Exciting news: The Museum of the City of New York recently posted a great blog article about one of their on-going exhibitions titled the STETTHEIMER DOLLHOUSE and WAAM was mentioned referring to a piece in our permanent collection – Louis Bouché’s Mama’s Boy
Louis Bouché (1896–1969). Mama’s Boy, c. 1920. Oil on Canvas. Gift of the estate of Jane Bouché. Woodstock Artists Association & Museum
Written by curator of Paintings and Sculpture Bruce Weber:
…. This spring I discovered Louis Bouché’s oil painting Mama’s Boy in an exhibition at the Woodstock Artists Association and Museum in Woodstock, New York, and recognized this recent addition to their collection as the source for the artist’s miniature version in the famous art gallery of Carrie Stettheimer’s dollhouse in the collection of the Museum of the City of New York. The experience inspired me to look into the background of the painting and Bouche’s relationship with the Stettheimer sisters.
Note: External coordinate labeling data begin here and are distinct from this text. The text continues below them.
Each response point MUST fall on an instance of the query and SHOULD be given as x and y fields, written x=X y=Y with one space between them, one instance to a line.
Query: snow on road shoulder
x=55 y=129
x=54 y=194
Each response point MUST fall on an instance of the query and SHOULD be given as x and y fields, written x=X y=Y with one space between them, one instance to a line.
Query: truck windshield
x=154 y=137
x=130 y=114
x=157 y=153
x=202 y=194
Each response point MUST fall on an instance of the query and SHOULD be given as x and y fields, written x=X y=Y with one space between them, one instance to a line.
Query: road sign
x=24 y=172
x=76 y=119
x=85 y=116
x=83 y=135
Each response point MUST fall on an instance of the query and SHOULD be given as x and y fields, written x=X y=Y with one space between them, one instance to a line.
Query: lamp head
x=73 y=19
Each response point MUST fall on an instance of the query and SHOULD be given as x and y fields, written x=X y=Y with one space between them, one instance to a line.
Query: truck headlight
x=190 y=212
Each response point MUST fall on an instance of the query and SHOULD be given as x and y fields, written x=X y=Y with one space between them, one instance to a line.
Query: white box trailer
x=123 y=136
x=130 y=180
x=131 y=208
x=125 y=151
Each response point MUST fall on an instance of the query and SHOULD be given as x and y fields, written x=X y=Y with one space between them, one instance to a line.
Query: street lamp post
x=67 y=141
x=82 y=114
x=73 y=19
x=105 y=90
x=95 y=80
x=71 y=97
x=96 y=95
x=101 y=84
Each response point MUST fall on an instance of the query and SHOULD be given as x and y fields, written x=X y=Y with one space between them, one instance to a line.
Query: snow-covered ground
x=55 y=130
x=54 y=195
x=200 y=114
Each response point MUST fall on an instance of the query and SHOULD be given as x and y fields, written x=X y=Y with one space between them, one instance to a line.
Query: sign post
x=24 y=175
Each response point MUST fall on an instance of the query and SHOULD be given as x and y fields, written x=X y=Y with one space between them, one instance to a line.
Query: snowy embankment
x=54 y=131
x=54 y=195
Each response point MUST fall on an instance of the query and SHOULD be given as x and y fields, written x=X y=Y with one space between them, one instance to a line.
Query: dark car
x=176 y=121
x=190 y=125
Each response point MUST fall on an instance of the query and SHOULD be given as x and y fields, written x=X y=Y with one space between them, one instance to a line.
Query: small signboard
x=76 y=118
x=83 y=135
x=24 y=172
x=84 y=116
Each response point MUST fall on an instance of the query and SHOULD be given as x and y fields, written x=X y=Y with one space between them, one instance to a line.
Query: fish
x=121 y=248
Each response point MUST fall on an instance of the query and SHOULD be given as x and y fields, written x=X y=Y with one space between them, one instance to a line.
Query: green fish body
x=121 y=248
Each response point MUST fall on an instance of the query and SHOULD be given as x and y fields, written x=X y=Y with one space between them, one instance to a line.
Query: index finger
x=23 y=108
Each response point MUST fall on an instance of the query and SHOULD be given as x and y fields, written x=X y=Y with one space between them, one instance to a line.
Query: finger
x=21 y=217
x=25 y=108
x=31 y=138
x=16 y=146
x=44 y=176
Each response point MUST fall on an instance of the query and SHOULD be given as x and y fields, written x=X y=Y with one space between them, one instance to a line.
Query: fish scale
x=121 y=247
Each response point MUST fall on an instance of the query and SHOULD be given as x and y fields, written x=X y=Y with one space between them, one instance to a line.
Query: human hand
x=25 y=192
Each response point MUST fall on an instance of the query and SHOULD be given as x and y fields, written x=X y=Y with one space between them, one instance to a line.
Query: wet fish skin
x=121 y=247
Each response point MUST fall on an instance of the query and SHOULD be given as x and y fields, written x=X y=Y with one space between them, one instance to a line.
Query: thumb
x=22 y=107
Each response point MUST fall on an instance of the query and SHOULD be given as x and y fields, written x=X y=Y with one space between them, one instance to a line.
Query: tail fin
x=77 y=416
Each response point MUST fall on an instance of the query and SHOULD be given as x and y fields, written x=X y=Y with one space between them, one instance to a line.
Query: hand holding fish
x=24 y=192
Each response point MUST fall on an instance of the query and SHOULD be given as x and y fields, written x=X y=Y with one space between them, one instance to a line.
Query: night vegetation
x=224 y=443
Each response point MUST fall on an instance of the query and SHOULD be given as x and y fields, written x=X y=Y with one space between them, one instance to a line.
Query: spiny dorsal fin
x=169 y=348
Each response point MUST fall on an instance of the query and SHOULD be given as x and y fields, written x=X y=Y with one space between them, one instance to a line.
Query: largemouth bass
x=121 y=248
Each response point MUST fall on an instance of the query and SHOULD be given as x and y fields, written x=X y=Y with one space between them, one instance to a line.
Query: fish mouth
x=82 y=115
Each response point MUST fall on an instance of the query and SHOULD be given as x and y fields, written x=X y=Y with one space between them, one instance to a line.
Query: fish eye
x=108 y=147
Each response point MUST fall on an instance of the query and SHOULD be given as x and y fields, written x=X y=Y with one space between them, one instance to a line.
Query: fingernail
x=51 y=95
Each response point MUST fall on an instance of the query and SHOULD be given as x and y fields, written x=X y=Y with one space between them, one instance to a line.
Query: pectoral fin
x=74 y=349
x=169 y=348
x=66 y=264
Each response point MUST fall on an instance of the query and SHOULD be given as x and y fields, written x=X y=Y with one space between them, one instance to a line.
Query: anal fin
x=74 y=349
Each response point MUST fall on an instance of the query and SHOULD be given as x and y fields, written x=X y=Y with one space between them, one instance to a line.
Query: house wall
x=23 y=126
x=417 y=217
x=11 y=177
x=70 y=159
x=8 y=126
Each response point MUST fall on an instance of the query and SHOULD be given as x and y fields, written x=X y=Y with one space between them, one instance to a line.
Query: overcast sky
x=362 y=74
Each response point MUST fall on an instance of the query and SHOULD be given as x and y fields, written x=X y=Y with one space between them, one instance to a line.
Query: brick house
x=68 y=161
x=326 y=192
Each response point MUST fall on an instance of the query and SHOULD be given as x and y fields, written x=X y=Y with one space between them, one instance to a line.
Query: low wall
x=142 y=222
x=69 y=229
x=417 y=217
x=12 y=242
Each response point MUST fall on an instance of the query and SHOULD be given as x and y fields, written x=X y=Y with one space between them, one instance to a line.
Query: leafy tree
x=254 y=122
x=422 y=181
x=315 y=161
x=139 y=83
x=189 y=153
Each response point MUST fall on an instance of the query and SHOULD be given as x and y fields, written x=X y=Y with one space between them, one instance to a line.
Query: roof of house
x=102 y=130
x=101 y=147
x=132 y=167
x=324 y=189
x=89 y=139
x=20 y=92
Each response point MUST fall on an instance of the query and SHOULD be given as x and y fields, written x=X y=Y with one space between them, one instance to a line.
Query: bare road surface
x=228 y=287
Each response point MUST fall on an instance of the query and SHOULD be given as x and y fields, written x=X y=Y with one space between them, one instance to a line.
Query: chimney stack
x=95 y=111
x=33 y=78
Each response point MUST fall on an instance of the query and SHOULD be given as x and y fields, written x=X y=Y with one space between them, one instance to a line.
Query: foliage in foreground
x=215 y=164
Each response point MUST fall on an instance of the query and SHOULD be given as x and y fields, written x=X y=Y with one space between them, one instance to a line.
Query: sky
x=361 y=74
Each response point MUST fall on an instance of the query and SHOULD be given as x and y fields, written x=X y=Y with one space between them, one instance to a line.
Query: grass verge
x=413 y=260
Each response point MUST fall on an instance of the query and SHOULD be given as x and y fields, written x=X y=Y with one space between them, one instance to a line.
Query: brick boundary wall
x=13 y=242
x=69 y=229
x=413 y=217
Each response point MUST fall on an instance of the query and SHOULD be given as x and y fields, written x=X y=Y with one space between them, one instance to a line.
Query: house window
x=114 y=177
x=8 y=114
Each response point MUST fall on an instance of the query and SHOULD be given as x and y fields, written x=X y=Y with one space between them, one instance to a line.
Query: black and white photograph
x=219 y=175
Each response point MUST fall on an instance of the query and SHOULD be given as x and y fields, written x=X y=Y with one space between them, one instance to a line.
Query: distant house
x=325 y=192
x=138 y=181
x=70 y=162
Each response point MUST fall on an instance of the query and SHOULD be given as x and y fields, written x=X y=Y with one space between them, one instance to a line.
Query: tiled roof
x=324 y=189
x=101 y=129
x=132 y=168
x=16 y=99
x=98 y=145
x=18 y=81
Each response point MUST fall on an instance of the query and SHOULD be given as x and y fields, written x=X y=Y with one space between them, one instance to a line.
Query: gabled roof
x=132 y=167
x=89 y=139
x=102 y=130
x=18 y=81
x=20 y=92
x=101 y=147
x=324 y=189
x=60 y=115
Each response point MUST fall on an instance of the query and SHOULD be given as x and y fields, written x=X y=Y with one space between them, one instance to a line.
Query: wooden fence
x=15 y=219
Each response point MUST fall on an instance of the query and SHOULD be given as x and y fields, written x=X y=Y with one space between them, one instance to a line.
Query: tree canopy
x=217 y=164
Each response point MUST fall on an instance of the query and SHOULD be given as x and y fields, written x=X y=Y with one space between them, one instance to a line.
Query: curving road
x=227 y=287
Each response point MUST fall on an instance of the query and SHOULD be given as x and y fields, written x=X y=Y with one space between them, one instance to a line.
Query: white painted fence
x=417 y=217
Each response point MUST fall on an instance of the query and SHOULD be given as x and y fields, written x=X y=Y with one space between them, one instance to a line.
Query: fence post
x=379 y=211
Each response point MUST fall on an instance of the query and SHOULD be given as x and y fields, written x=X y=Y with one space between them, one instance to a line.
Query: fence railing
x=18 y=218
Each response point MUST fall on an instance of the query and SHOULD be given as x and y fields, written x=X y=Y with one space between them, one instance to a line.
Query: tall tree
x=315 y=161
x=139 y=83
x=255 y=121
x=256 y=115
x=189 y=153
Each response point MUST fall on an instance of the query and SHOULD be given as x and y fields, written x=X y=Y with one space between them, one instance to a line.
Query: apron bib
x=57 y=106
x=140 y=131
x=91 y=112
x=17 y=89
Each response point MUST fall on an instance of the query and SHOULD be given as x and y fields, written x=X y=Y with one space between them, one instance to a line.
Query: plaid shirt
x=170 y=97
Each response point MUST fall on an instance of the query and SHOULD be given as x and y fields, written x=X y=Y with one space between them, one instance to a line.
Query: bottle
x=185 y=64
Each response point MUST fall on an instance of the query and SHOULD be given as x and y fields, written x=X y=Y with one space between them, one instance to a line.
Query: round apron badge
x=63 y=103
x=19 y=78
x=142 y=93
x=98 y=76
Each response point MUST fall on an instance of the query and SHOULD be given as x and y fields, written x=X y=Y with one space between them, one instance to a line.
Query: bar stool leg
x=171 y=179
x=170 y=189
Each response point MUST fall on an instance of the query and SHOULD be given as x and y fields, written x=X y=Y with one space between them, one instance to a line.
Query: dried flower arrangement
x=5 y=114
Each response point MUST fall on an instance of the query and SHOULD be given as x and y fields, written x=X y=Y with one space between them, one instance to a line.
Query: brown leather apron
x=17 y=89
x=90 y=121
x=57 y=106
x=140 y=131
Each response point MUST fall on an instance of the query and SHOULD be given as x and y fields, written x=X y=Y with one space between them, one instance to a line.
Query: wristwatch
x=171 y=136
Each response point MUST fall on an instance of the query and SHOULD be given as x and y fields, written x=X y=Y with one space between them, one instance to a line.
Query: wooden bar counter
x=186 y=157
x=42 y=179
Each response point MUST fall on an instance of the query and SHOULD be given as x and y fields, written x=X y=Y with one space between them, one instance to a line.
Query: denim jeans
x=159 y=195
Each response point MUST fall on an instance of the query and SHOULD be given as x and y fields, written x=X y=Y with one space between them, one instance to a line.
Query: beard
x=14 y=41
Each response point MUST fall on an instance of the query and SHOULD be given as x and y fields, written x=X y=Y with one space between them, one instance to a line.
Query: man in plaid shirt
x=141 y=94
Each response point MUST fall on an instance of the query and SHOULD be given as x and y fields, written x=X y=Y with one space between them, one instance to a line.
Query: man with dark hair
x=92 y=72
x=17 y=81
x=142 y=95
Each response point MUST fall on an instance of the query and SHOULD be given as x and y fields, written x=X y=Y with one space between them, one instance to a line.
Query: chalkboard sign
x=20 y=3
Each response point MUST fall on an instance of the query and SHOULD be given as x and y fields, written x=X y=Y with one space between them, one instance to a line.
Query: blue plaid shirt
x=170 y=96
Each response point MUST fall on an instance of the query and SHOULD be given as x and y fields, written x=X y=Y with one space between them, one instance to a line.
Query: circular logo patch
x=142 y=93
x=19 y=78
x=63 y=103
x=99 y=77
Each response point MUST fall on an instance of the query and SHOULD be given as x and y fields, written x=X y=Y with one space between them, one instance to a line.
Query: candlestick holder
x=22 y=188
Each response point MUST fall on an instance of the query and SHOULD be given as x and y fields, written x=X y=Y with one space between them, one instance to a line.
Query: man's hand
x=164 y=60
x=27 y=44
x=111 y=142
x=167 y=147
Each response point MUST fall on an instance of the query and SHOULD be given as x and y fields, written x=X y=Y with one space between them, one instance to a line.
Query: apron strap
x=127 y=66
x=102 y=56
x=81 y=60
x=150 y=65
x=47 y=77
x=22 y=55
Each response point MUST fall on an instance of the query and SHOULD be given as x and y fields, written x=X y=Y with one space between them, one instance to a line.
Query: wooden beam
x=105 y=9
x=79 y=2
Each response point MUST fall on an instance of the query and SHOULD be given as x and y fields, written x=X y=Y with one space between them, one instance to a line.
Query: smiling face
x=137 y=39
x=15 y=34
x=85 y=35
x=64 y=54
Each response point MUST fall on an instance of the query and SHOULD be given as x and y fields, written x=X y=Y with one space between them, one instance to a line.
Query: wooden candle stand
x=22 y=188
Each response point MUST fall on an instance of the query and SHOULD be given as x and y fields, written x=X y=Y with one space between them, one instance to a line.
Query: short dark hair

This long narrow canvas of a child gazing from between layers of lace curtains is one of the artist’s so-called Nottingham lace curtain paintings. Nottingham lace is a form of machine woven bobbin lace that was developed in England during the course of the 1840s. In his unpublished autobiography, Bouché explained that the lace curtains that he pictured in this series were an attempt to glorify bad Victorian taste.
Campy and smart-alecky works such as Mama’s Boy led Bouché to be referred to as the “bad boy of American art” by the writer and photographer Carl Van Vechten, who, along with Bouché, was an attendee of the Stettheimer’s famous New York salon. Bouché himself was something of a “mama’s boy.”